Ms. Downey calculated the value
of the Petitioner’s property by using two methods of the income approach:
direct capitalization and cash flow analysis. Petitioner Exhibit 1 and
Exhibit 4. According to Ms. Downey, based on the direct capitalization
method the property’s value would be between $700,000 and $810,000. Downey
testimony. And the cash flow analysis shows the value of the property to be
$680,000, $724,000 or $774,000, depending on the discount rate applied. Id.
“The income approach to value
is based on the assumption that potential buyers will pay no more for the
subject property … than it would cost them to purchase an equally desirable
substitute investment that offers the same return and risk as the subject
property.” MANUAL at 14. The income approach thus focuses on the
intrinsic value of the property; rather than the Petitioner’s operation of the
property because property-specific rents or expenses may reflect elements other
than the value of the property “such as quality of management, skill of work force,
competition and the like.” Thorntown Telephone Company, Inc. v. State Board
of Tax Commissioners, 588 N.E.2d 613, 619 (Ind. Tax Ct. 1992).
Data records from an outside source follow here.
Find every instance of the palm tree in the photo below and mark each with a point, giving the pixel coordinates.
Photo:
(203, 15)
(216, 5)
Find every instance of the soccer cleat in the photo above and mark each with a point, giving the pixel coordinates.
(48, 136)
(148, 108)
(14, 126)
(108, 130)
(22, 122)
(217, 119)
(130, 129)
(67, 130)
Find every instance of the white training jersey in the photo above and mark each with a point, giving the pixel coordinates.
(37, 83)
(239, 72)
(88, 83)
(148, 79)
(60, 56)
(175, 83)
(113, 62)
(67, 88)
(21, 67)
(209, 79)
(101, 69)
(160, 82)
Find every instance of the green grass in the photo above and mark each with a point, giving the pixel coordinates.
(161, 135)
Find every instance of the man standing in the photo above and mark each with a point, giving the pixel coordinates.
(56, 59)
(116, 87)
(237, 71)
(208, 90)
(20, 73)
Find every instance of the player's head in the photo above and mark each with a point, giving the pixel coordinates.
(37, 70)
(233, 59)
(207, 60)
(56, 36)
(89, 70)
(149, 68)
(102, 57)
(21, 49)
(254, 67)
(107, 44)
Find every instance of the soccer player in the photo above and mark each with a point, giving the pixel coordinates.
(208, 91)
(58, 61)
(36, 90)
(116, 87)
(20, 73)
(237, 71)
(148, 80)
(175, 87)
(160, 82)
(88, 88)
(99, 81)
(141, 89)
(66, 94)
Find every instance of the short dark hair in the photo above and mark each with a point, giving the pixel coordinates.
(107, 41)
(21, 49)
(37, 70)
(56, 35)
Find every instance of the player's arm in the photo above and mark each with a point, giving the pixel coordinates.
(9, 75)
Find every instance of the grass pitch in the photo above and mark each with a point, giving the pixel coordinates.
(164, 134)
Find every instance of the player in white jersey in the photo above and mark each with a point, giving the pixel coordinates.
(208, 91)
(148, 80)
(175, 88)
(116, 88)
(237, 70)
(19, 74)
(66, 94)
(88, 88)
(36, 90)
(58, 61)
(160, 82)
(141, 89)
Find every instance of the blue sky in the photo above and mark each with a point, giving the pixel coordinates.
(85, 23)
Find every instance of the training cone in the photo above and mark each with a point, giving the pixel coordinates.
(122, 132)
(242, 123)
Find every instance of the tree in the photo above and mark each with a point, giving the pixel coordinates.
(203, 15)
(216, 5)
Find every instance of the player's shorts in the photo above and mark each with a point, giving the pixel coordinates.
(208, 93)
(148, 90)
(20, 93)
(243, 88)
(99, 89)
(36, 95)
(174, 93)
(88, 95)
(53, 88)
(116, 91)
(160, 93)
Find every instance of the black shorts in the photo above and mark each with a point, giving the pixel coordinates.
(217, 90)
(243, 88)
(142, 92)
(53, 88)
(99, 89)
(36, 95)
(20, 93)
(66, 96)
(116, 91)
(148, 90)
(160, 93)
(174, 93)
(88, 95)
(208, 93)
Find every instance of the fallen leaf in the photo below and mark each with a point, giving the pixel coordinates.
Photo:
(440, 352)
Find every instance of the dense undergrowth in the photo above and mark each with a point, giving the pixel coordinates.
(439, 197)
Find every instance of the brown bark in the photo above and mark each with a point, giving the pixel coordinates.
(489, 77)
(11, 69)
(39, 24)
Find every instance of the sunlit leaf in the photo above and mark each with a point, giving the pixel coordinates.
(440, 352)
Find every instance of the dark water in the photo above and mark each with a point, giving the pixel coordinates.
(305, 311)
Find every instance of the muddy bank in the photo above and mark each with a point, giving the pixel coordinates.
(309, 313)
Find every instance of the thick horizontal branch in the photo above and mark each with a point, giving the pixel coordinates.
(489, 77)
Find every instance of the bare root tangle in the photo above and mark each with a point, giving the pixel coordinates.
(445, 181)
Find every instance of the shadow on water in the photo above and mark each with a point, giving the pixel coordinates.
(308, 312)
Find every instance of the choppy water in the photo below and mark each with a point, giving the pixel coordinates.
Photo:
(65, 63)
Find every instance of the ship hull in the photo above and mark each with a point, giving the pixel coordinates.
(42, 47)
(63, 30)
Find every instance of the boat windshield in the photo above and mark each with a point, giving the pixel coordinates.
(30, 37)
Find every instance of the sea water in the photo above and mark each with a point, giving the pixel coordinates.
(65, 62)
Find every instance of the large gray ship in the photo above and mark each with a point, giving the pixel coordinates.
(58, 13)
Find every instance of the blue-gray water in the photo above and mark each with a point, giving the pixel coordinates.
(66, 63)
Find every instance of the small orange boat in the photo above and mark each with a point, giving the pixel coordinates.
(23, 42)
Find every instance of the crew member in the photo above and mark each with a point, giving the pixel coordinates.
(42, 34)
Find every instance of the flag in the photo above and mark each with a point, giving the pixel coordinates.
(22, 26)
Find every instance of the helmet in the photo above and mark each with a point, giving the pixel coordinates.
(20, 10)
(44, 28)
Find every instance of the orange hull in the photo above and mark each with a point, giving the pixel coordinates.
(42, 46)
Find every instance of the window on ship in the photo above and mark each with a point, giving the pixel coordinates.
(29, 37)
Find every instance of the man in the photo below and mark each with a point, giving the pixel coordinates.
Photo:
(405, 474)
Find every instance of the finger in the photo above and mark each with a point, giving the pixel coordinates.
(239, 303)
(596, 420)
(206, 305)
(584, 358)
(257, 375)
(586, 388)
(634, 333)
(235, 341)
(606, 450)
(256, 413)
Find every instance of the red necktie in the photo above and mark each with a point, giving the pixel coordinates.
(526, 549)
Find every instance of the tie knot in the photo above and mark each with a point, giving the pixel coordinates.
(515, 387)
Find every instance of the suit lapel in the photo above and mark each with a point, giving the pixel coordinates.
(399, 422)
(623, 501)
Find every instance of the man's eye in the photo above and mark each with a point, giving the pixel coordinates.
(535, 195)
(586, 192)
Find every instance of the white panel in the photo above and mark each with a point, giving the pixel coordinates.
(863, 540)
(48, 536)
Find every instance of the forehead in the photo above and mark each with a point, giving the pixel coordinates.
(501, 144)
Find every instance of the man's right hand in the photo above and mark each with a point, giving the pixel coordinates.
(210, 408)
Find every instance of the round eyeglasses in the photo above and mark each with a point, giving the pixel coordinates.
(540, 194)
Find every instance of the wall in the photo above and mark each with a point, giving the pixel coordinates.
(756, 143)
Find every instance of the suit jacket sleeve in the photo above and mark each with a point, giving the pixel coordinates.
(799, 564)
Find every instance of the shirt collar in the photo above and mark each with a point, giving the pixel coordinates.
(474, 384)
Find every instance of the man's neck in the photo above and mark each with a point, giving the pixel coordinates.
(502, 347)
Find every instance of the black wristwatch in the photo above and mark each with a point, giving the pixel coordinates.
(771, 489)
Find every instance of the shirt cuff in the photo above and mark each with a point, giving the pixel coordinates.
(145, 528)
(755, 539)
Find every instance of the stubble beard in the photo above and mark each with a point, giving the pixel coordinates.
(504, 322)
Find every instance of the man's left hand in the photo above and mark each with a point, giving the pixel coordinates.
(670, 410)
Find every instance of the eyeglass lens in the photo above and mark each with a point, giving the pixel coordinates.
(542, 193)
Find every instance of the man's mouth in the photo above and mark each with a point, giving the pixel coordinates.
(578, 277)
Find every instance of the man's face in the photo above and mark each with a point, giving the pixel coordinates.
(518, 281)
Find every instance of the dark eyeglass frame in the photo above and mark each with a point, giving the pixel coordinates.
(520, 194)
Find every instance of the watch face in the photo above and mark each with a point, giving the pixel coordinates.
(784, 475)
See also
MANUAL at
5 (“[C]hallenges to assessments [must] be proven with aggregate data, rather
than individual evidence of property wealth. … [I]t is not permissible to use
individual data without first establishing its comparability or lack thereof to
the aggregate data”). Here, Ms. Downey used property-specific expense
information, including a deduction for real estate taxes. In addition,
Ms. Downey provided no support for the capitalization rates she used in her
calculations. Ultimately, Ms. Downey failed to show that her income approach
methodology conformed to the Uniform Standards of Professional Appraisal Practice
(USPAP) or any other generally accepted standards. Consequently, Ms. Downey’s
income calculations lack probative value in this case. See Inland Steel Co.
v. State Board of Tax Commissioners, 739 N.E.2d 201, 220 (Ind. Tax Ct.
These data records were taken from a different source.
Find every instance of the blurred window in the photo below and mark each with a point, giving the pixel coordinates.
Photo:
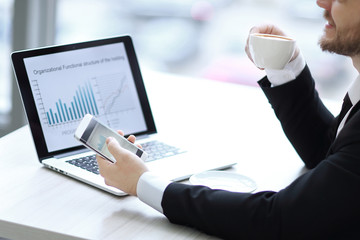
(5, 70)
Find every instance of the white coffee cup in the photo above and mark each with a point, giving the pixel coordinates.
(271, 51)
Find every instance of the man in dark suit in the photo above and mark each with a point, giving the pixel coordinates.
(324, 203)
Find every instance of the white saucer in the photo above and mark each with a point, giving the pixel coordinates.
(229, 181)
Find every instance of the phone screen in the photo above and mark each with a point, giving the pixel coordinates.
(95, 137)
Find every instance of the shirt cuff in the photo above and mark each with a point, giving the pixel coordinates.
(150, 190)
(291, 71)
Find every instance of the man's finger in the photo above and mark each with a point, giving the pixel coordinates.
(116, 150)
(103, 164)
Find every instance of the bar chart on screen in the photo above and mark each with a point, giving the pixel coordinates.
(102, 96)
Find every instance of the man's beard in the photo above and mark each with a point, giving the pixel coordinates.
(346, 41)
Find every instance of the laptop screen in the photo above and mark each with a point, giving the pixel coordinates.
(67, 84)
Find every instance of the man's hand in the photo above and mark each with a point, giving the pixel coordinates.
(125, 173)
(267, 29)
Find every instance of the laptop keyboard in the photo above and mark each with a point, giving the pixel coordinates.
(155, 150)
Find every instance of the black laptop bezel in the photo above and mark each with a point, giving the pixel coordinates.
(29, 102)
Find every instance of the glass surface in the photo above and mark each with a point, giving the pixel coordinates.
(205, 38)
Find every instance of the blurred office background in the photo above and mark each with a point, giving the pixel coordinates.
(197, 38)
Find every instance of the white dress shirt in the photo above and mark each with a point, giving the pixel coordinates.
(151, 188)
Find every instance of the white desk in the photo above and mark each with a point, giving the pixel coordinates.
(37, 203)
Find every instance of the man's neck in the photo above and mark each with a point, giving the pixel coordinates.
(356, 62)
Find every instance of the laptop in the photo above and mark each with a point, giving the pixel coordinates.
(60, 84)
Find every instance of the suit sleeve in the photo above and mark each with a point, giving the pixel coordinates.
(307, 123)
(321, 204)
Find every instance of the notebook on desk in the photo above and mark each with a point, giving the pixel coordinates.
(60, 84)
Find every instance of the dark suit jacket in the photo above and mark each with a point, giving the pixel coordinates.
(324, 203)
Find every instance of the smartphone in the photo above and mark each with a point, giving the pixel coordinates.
(93, 135)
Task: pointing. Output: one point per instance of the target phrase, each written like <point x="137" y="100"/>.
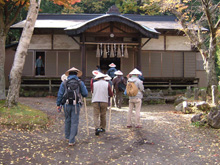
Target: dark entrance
<point x="42" y="54"/>
<point x="104" y="63"/>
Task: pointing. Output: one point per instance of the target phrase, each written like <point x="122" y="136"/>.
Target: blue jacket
<point x="84" y="91"/>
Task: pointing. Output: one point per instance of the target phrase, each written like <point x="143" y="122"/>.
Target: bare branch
<point x="17" y="12"/>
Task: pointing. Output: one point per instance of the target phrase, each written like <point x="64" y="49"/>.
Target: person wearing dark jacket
<point x="71" y="110"/>
<point x="112" y="70"/>
<point x="119" y="79"/>
<point x="100" y="92"/>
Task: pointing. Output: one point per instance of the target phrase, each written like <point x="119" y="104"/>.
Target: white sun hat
<point x="118" y="73"/>
<point x="135" y="72"/>
<point x="79" y="73"/>
<point x="112" y="65"/>
<point x="100" y="75"/>
<point x="95" y="72"/>
<point x="63" y="77"/>
<point x="107" y="77"/>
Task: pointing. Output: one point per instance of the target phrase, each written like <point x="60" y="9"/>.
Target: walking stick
<point x="110" y="112"/>
<point x="86" y="116"/>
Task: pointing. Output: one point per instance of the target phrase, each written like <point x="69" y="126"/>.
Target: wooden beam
<point x="95" y="43"/>
<point x="107" y="34"/>
<point x="83" y="57"/>
<point x="75" y="40"/>
<point x="103" y="29"/>
<point x="146" y="42"/>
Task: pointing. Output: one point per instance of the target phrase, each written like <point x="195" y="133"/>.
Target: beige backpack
<point x="131" y="89"/>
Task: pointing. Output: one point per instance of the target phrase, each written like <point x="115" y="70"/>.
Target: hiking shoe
<point x="97" y="132"/>
<point x="102" y="130"/>
<point x="72" y="144"/>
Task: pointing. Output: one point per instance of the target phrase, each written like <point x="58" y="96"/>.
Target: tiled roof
<point x="66" y="20"/>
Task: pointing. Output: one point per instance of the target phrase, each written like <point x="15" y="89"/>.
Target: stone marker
<point x="188" y="93"/>
<point x="203" y="94"/>
<point x="196" y="94"/>
<point x="214" y="94"/>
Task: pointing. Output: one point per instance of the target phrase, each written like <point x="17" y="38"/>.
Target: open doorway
<point x="104" y="63"/>
<point x="40" y="63"/>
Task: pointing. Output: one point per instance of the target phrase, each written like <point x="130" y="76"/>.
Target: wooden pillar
<point x="139" y="54"/>
<point x="83" y="57"/>
<point x="50" y="87"/>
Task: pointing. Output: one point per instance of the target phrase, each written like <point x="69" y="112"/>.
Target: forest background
<point x="146" y="7"/>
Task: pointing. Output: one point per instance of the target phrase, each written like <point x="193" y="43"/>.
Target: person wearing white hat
<point x="71" y="105"/>
<point x="94" y="73"/>
<point x="108" y="79"/>
<point x="100" y="92"/>
<point x="119" y="83"/>
<point x="135" y="101"/>
<point x="63" y="77"/>
<point x="112" y="70"/>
2000) (holding that an appraiser’s opinion lacked probative value where the appraiser failed to explain
what a producer price index was, how it was calculated or that its use as a
deflator was a generally accepted appraisal technique).
Ms. Downey
also contends that the Petitioner’s property was over-valued based on the sale
prices of other multi-family residential properties. Downey testimony;
Petitioner Exhibit 2. In support of this contention, Ms. Downey submitted a
list of six multi-family properties with more than five units that sold between
2005 and 2007. Petitioner Exhibit 2. In making this argument, the
Petitioner’s witness essentially relies on a sales comparison approach to
establish the market value-in-use of the property. See MANUAL at 3 (stating that the sales comparison approach
“estimates the total value of the property directly by comparing it to similar,
or comparable, properties that have sold in the market.”) In order to
effectively use the sales comparison approach as evidence in a property
assessment appeal, however, the proponent must establish the comparability of
the properties being examined. Conclusory statements that a property is
“similar” or “comparable” to another property are not probative evidence of the
comparability of the properties. Long, 821 N.E.2d at 470. Instead, the
party seeking to rely on a sales comparison approach must explain the
characteristics of the subject property and how those characteristics compare
to those of purportedly comparable properties. See Id. at 470-71. They
must also explain how any differences between the properties affect their
relative market value-in-use. Id. Here, the Petitioner’s witness made no
attempt to show that the properties she used were comparable to the
Petitioner’s property. She merely concluded the subject property was assessed
higher than other multi-family properties. Thus, the Petitioner failed to raise
a prima facie case that its property was over-valued based on the sale prices
of other multi-family properties in Montgomery County.
Even if the
Petitioner could be seen as raising a minimally-sufficient prima facie case,
the Respondent rebutted the Petitioner’s evidence. The Respondent presented an
excerpt of an appraisal report prepared by Ms. Downey, whereby she estimated
the value of the Petitioner’s property to be $1,015,000 as of October 5, 2007. Thomas
testimony; Respondent Exhibit 1. While Ms. Downey explained that “clearly
looking into the future” the
Petitioner was unable to sell the property, she confirmed that her appraisal
was based on the best market information available at the time. Downey
testimony. And, in fact, Ms. Downey ultimately agreed that the property was
correctly assessed at $1,015,000 for 2008.